Well, the pingpong balls came ridiculously close to bouncing Boston’s way, but the Celtics settled for the No. 14 pick. That Sixers trade still is a win for the Celtics, because of Tatum, but the deal ultimately failed to deliver on its initial promise.

THE GRIZZLIES PICK
This whole thing is the result of a 2015 trade that sent Jeff freaking Green to the Memphis Grizzlies.

Here’s the deal: The pick is top-eight protected in 2019, top-six protected in 2020 and unprotected in 2021. If the Grizzlies land inside those protected ranges, they draft at that spot and the pick conveys to the next year. So, it’s in the Celtics’ best interest for Memphis to be horrible, as it could result in Boston landing the top pick in the 2021 draft.

The Celtics really entered Tuesday night wanting the Grizzlies to fall inside the top eight, as it would increase the chances of Boston landing a superior pick in either of the next to years. And that’s exactly what happened, but with a catch.

The Grizzlies jumped all the way to No. 2, where many expect they’ll draft Murray State star Ja Morant. While that could lead to Memphis trading franchise guard Mike Conley and undergoing a full-on rebuild (great for the Celtics), there’s also another, more worrisome scenario for Boston.

What if Morant is the next Russell Westbrook, as some believe? What if the Grizzlies enjoy a Kings-like turnaround and fight for a playoff spot, thus increasing the chances of the pick landing at the bottom of the lottery?

Time will tell, but this wasn’t the best possible outcome.

ANTHONY DAVIS
All roads lead to The Brow.

For the sake of everyone’s sanity, let’s limit this discussion to the three teams generally considered the most likely to swing a trade for Davis: the Celtics, the Lakers and the New York Knicks. Let’s also include the New Orleans Pelicans, who won the lottery and likely are headed for a marriage with phenom Zion Williamson. Let’s also assume that all four of these teams still want Davis.

The Lakers were unable to trade for Davis before the deadline, as the Pelicans reportedly weren’t high on L.A.’s assets. But the Lakers, who entered the lottery at No. 11, jumped all the way to No. 4. Whether that tips the scales in their favor is anyone’s guess, but they’re certainly in a better position today than they were in February.
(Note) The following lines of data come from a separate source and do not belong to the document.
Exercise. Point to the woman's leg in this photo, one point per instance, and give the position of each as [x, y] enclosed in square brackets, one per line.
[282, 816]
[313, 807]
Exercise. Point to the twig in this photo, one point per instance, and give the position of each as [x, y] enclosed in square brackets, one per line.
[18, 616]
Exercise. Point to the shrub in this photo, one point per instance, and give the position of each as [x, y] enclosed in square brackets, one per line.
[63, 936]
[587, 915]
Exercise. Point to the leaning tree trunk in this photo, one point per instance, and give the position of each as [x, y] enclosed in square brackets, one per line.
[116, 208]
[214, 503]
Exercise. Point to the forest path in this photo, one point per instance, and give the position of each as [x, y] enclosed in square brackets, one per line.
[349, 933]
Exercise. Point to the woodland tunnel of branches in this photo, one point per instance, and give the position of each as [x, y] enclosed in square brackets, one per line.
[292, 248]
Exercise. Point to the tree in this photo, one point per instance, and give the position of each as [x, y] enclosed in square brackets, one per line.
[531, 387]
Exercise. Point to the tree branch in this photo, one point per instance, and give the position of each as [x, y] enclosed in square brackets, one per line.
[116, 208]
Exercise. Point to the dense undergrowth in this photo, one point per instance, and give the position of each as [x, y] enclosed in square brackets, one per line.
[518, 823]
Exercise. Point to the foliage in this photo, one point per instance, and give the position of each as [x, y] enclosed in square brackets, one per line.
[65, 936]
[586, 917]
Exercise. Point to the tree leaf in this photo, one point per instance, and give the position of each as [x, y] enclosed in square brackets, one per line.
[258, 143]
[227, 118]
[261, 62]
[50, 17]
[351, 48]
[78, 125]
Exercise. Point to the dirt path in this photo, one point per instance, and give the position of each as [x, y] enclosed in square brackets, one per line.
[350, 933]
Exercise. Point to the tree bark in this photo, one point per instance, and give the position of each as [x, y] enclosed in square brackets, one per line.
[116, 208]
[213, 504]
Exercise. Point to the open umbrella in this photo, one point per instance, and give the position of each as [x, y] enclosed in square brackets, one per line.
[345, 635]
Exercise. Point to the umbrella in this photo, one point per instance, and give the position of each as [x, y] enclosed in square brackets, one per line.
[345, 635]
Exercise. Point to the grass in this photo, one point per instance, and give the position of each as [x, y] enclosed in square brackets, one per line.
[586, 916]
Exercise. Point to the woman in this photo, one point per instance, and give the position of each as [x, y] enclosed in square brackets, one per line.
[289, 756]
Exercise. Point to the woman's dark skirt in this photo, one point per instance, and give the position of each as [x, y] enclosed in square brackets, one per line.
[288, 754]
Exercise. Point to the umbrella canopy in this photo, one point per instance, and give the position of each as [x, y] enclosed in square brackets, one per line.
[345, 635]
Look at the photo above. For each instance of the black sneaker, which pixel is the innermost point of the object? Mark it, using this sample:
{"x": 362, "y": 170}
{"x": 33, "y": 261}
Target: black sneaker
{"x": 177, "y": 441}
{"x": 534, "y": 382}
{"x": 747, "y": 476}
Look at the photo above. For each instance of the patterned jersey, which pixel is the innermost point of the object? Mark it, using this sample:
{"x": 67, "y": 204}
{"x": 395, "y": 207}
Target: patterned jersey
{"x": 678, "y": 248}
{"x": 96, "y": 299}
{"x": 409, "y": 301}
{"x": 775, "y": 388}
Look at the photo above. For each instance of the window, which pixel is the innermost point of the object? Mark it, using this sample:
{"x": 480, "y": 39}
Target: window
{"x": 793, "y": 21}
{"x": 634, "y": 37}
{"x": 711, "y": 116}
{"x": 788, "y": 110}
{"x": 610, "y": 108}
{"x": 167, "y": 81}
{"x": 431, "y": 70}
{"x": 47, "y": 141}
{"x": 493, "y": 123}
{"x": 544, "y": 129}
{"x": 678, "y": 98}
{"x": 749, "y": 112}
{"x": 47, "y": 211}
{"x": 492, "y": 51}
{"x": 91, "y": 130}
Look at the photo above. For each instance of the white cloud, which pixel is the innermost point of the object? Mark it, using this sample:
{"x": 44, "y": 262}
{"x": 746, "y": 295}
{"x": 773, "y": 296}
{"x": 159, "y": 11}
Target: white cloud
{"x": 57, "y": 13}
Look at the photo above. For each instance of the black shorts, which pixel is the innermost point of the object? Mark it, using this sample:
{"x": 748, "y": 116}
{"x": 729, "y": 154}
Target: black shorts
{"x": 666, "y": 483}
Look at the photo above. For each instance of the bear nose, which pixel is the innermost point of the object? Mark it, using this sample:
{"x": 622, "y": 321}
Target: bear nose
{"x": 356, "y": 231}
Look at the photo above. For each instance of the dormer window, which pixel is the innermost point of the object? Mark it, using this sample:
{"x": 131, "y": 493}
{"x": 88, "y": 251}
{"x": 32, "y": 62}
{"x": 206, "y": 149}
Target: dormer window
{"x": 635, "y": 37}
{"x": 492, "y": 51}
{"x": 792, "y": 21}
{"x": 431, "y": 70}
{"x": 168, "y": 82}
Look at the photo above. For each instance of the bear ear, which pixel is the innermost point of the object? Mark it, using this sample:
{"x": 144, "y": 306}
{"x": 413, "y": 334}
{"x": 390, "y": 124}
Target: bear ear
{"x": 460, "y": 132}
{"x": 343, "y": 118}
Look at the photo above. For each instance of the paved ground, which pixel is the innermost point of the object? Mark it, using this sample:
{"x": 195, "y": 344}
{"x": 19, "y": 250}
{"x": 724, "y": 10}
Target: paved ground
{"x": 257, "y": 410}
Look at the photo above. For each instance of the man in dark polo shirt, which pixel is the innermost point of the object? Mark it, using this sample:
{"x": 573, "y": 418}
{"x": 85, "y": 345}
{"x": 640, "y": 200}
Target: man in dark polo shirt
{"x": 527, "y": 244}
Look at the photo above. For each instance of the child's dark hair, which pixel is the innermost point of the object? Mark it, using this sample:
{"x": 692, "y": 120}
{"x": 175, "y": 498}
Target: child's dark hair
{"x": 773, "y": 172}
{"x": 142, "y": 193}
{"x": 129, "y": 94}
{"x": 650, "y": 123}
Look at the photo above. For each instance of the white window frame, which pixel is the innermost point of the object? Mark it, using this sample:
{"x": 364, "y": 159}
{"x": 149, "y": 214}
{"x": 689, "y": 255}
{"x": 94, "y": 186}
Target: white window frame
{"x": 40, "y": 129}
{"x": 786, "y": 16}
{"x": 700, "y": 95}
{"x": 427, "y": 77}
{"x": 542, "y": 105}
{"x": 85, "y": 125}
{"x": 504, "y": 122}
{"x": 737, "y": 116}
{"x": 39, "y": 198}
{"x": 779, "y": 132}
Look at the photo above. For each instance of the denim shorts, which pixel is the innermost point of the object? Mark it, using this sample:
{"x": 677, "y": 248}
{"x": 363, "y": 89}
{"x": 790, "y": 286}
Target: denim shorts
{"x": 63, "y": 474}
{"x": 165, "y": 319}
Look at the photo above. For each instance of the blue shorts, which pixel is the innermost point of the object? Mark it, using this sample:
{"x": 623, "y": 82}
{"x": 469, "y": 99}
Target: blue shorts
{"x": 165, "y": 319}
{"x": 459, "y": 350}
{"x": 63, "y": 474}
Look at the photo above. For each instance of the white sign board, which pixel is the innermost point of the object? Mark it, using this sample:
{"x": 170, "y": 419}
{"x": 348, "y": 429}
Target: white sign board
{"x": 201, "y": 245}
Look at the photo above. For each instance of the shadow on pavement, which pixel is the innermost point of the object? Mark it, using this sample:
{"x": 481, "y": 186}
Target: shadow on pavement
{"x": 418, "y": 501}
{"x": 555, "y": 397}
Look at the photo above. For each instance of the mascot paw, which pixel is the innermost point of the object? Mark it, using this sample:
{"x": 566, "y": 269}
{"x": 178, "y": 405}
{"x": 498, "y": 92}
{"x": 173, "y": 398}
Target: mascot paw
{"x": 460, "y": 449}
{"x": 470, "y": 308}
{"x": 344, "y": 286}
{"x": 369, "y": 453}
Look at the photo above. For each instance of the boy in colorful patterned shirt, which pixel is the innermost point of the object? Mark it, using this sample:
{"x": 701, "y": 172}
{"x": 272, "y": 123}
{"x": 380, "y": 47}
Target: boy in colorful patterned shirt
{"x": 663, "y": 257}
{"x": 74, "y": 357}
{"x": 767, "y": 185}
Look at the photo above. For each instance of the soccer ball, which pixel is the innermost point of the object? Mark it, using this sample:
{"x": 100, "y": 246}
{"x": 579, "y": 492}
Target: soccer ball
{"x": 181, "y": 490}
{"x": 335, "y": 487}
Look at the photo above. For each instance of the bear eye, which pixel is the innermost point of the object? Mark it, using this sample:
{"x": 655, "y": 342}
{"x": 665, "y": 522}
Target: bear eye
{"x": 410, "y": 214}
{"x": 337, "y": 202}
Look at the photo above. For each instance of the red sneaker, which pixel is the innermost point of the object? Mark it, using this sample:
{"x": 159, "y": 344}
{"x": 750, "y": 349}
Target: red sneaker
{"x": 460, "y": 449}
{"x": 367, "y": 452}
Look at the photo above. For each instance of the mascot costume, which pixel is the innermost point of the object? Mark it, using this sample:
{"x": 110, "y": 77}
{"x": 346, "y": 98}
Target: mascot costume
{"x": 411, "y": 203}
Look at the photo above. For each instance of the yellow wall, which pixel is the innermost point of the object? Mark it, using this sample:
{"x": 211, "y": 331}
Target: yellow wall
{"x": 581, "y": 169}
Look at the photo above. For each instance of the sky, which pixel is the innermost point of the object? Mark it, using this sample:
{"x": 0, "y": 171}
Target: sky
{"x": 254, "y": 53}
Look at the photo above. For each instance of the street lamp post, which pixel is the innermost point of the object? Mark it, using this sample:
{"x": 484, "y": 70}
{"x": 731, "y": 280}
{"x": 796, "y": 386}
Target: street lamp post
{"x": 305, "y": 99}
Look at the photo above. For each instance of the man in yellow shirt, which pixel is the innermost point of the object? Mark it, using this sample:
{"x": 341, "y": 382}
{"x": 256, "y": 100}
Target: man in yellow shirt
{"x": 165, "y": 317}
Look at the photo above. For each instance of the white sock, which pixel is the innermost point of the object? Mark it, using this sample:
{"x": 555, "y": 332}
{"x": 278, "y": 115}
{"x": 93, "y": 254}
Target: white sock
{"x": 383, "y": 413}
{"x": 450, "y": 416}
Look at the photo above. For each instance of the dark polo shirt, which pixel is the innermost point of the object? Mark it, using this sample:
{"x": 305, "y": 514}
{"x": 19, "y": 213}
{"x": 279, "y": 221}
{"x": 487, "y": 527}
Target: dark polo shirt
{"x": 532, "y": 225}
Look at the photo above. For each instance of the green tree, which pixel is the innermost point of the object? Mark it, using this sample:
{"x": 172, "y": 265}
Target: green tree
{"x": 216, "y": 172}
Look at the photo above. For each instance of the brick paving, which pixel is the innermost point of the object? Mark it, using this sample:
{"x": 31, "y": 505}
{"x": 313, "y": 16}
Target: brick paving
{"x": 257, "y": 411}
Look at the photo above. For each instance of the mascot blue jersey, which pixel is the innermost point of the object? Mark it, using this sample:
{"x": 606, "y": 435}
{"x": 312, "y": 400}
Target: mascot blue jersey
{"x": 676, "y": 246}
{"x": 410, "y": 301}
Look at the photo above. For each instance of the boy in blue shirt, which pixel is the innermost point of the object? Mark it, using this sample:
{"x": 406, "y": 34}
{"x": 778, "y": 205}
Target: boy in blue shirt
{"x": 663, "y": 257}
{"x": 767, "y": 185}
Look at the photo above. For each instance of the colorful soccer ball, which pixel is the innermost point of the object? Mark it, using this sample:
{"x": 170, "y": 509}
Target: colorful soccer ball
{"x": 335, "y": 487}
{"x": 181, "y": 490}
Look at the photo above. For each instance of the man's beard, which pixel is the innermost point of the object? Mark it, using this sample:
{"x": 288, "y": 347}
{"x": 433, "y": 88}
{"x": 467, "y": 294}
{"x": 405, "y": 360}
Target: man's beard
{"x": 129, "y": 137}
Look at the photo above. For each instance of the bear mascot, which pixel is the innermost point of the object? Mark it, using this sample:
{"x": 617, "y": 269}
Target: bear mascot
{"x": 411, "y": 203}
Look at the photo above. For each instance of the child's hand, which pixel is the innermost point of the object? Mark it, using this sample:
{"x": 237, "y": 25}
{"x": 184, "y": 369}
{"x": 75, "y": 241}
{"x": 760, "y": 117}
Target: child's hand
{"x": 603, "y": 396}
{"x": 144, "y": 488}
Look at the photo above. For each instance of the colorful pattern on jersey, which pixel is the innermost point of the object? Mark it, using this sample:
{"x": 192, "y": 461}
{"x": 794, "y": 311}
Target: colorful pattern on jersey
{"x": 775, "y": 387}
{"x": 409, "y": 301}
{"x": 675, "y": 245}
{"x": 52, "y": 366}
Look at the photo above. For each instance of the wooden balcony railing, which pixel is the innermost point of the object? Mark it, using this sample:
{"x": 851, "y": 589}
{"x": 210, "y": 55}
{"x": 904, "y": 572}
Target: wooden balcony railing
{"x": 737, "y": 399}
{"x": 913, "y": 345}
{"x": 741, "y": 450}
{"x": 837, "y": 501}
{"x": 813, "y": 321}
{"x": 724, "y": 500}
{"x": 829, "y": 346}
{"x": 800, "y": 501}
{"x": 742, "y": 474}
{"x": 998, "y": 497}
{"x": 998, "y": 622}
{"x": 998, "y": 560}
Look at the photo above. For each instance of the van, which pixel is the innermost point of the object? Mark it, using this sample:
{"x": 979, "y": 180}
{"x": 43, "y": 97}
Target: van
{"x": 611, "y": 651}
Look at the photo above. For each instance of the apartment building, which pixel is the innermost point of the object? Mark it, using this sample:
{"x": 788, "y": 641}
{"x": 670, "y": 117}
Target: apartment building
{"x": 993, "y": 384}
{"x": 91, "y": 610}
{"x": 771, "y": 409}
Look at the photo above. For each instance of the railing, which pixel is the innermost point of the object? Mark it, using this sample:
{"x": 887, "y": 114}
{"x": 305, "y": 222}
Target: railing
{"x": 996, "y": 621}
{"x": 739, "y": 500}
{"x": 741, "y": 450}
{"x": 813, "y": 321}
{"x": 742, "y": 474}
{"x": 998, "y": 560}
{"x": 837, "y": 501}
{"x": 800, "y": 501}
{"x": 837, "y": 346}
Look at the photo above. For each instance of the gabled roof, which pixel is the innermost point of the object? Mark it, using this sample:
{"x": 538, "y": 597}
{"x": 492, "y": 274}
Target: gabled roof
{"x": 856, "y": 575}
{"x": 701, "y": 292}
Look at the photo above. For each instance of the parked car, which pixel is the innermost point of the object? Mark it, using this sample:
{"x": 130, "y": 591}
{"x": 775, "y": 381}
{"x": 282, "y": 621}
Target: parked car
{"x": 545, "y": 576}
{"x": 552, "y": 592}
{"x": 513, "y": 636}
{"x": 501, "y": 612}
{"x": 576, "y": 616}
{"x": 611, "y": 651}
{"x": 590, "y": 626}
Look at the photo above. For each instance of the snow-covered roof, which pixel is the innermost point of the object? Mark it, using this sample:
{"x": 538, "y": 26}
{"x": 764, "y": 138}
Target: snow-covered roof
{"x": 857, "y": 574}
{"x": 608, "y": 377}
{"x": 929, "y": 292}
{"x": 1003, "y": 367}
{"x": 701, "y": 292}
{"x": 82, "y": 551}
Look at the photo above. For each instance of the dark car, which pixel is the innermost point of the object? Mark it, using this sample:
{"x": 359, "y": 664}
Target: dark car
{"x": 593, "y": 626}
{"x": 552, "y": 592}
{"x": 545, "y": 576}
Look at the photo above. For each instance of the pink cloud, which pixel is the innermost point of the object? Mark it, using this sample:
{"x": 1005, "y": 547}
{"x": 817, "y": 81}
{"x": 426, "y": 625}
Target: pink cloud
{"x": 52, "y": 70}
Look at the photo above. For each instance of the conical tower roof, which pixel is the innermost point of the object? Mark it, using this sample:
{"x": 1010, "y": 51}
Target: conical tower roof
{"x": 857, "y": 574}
The Knicks reportedly were hoping to land the No. 1 pick and trade it for Davis before signing Kyrie Irving and/or Kevin Durant. Instead, New York fell to No. 3, where Duke star R.J. Barrett likely will be waiting. That’s probably not enough to woo New Orleans, but the No. 3 pick in the draft is a legitimate asset. (There’s also a potential Barrett-Irving-Durant team-up to worry about if you’re a C’s fan.)

The Celtics still feel like the leader in the clubhouse, despite an ugly season and Irving’s looming free agency. At the end of the day, if Ainge really is willing to part with both Tatum and Jaylen Brown, no other team can match him. Still, the Kings pick isn’t nearly as attractive as it once was, and the Grizzlies pick now carries some unanticipated risk, if you ask us.

And then there’s New Orleans.

Davis reportedly still wants out, despite the impending arrival of Williamson. However, the NBA is a total crapshoot, and would it really surprise you if Davis changes his mind? What if New Orleans stubbornly refuses to trade him in hopes that a season with Williamson will make him come around?

Again, this is the NBA. Expect the unexpected.

WHAT IT ALL MEANS
Honestly, it’s tough to say.

If the Celtics’ goal is to stay the course and keep drafting and developing talent, they’re still in great shape. If they were hitching their wagons to maximizing the Kings and Grizzlies picks, then they took a hit. If Davis still is the endgame, Tuesday night was more bad (Lakers jumped, Pelicans won lottery, Kings and Grizzlies picks lost value) than good (Knicks lost) — though the gap there is slim.

As for how Irving feels about all of this, good luck getting inside that guy’s head. And if he really is set on leaving Boston, then all of this talk is for nothing.

At the end of the day, if you already felt sick about the Celtics, the lottery shouldn’t make you feel any better. It wasn’t a knockout blow, but it nevertheless was another loss in a season chock-full of them.